Travel2020 at CES2019 — Technology for a better trip: Part 2
Tuesday, January 22, 2019
For part one, click here.
There is no place like CES, the Consumer Electronics Show that happens in Las Vegas every year, to find the latest skills that Alexa can perform or new ways to conquer your world one robot, one pair of smart glasses, or one new 8K television at a time.
Travel2020 cut through the clutter (and that’s a lot of cutting with 4,500 products to peruse!) to come up with the latest in newfangled travel gear for travelers looking to make their trips more comfortable. This is part two of a quick glance at technology that is changing the way we travel.
The AirSelfie is part-drone, part-phone camera.
1. Drone-style selfies.
The AirSelfie is, indeed, the first portable HD aerial camera out there that was made for the selfie-crazed traveler. It looks like an atomic cocktail coaster with four small rotors on a plastic case that is about the size of a hand and weighs less than a wallet.
It offers around six minutes of flight time. Simply remove the flying camera from the powerbank and switch it on. Open the AirSelfie app, press the lift button and watch the flying camera hover to heights up to 65 feet.
Adjust height and direction with the app and let the auto-hovering camera take overhead HD aerial shots or video. Land the camera smoothly into an open hand or grab it while it's hovering in midair.
The camera has sophisticated sensors and also serves as a small hot spot. An embedded 16GB SD card stores all the photos, which can later be downloaded into a computer. Prices run around $199.95.
Royole’s FlexPai can be bent 200,000 times.
2. A tablet that turns into a smartphone.
While many of us do not think we need a tablet that folds down into a wallet-sized phone, Royole thinks we do and created the FlexPai. The wisdom of this device is that it is two things in one: You can read a book or watch a movie on the full-sized tablet or make a phone call from the device, which can then fit into your pocket.
The secret sauce is the patented screen that can be folded and shaped and wrapped around nearly anything. The screen is virtually unbreakable and supports more than 200,000 bends. It cannot be cracked and is scratchproof.
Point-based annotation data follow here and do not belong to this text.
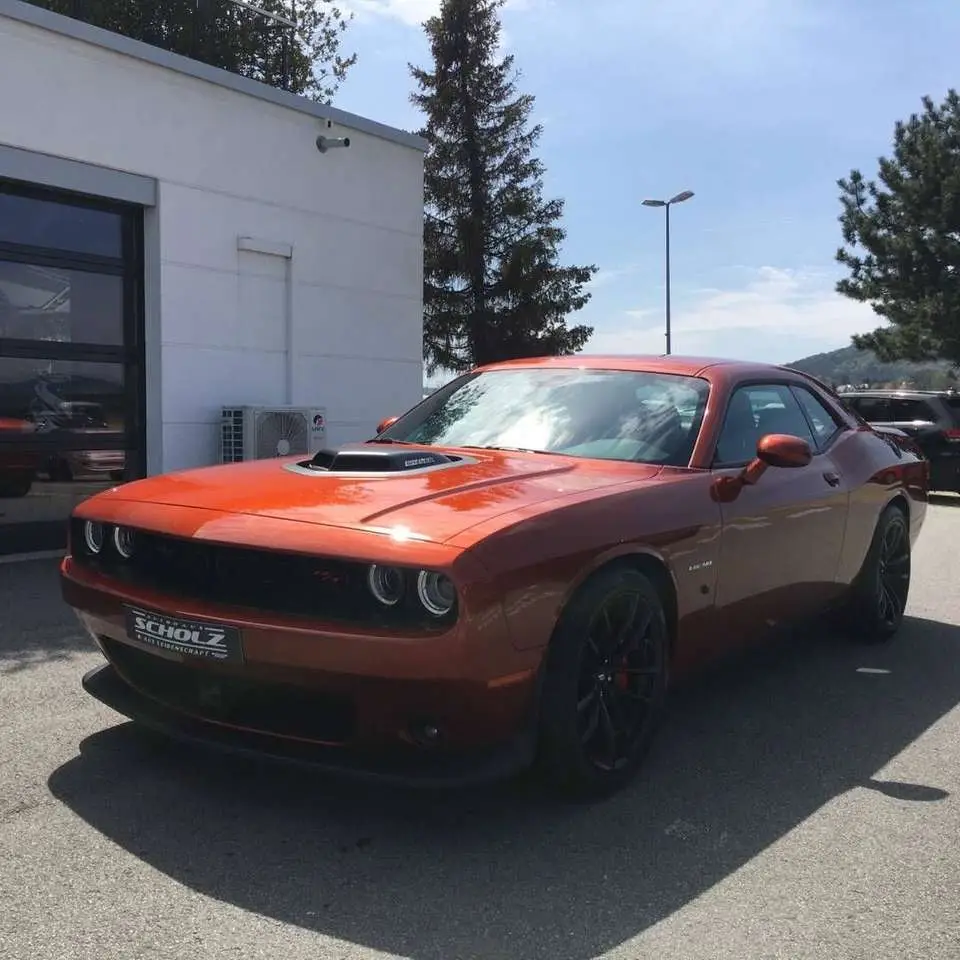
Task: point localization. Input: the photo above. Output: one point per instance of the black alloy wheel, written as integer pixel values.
(878, 597)
(893, 573)
(605, 683)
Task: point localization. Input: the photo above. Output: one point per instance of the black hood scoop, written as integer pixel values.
(376, 458)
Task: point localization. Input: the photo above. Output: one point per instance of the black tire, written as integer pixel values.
(592, 683)
(15, 489)
(878, 596)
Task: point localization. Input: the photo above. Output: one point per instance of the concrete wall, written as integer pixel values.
(274, 273)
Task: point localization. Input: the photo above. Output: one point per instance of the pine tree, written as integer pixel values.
(902, 239)
(493, 289)
(231, 37)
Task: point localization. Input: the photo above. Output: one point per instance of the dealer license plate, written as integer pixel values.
(192, 638)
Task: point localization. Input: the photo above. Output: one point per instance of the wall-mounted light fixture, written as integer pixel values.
(329, 143)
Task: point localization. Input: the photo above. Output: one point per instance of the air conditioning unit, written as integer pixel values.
(259, 433)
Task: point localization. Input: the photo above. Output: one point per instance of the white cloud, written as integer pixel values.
(779, 314)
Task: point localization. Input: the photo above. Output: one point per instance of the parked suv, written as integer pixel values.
(930, 417)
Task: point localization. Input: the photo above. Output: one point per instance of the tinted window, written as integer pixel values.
(605, 414)
(54, 303)
(953, 405)
(872, 409)
(823, 421)
(905, 410)
(755, 411)
(59, 226)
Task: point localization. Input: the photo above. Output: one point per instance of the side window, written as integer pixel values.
(825, 425)
(753, 412)
(872, 409)
(905, 410)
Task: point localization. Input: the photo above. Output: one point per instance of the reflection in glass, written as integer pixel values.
(26, 221)
(65, 306)
(640, 417)
(63, 436)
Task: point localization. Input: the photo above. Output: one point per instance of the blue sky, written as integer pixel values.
(758, 106)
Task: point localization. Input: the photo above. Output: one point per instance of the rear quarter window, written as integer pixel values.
(953, 405)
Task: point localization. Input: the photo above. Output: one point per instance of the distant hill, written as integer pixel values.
(849, 366)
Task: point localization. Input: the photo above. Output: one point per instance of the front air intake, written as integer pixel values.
(377, 458)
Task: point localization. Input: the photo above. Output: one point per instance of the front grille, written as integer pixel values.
(255, 579)
(272, 708)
As with other tablets and phones, the FlexPai is also a camera with two lenses for photos and videos and improves upon the photo-taking experience by letting the snapper and the subject of the photo see the pose at the same time. The OS allows for a split screen display and has a drag and drop interface. Selling price is $1,500 — but you get two devices in one with that.
3. Smooth talking.
Everyone knows what a challenge talking can be between cultures where neither party speaks a language in common. And while translating gadgets and apps are nothing new, they have been helped significantly by advancements in AI.
The WT2 Plus is an ear-to-ear wearable translator for face-to-face bilingual conversations, and translates languages in nearly real-time. It comes as two earphone translators, a charging case and an app.
Parties talk and the app translates in conversational text format and speaks the translation into the receiving party’s ear. The software supports 36 languages and the earbuds also operate as noise reduction devices.
The items start at around $99, although the price has yet to stabilize. Another translation device spied at CES2019 is the iFLYTEK Translator 2.0. It’s a sleek gadget that has its own palm-sized hardware. It translates 63 languages with advanced speech recognition capabilities and offers an instant response in text boxes on the small screen.
Power users will like the professional vocabulary coverage built into the software for industries like healthcare, IT and finance. It supports communication for up to five hours at a time. The price is $450.
NexOptic’s DoubleTake has even grabbed the attention of NASA.
4. FOMO-proof binoculars.
Binoculars were always just binoculars. Until now. NexOptic has created reimagined binoculars in the DoubleTake. They can spot game in the bush, coffee pots in distant apartments and take a movie, share a shot and capture images in ways that have even caught NASA’s attention.
It runs on a patented Blade Optics lens design for improved resolution that can quickly and accurately target a movie object, push that shot to other nearby devices with internal Wi-Fi, upload that image to social media through an app, live stream it to a smartphone and record it in 4K video.
Plus, it’s no bigger nor heavier than that pair of low distance binoculars that have been sitting in the bookshelf for two decades. A price has not yet been set.
5. Vacation saver.
Anyone who has traveled with someone who snores knows that pain that comes in the middle of the night when you are awakened in the hotel room you are sharing by percussive tremors from your companion’s nostrils and realize you may not get a fitful night of sleep during the trip.
Long-haul flyers know the pain of settling into the midnight hours with some hope of sleep and suddenly hearing the disturbing noises from three rows down. QuietOn has taken on this challenge with a solution for a very real problem.
The Finnish company created an earbud with active noise cancelling technology that is particularly effective in the lower frequencies — decibels foam earplugs do not touch. It releases a calm masking sound and nothing else.
It is tiny, fits right in the ear and can be used to muffle day sounds and conversations as well. The company says it is in talks with major airlines to offer QuietOn earbuds as an amenity in upper class for long-haul flights. The sleep buds start at $159.